On May 14, the U.S. District Court of Appeals ruled in favor of allowing the Securities and Exchange Commission (SEC) to implement its conflict minerals rule and upheld a June 2 deadline for companies to file a Conflict Minerals Report with the SEC.
The conflict minerals rule requires, among other things, that companies conduct due diligence to determine whether their products contain gold, tantalum, tin, or tungsten extracted illegally from the Democratic Republic of the Congo (DRC) and submit that information in a Conflict Minerals Report to the SEC. Purchasing those minerals from the DRC may directly or indirectly finance armed groups, contributing to violence, human rights violations, and instability within the region.
In April, the same court struck down a section of the rule that required companies to publicly disclose whether their products contain conflict minerals. However, the judges upheld other key provisions of the rule, including the Conflict Minerals Report requirement.

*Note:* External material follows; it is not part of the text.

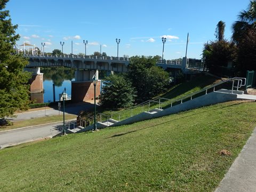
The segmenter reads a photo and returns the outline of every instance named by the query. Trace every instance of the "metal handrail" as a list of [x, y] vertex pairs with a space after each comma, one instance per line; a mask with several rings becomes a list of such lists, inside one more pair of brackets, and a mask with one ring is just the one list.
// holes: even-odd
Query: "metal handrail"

Human rights organizations, although disappointed with the April ruling, applauded the court for upholding the reporting deadline. Industry groups may continue to litigate other portions of the rule, pursue a rehearing of the most recent decision, or ask the Supreme Court to take up the case. Republican members of the SEC opposed upholding the June 2 deadline, arguing that while there is pending litigation against the rule, implementation should not occur.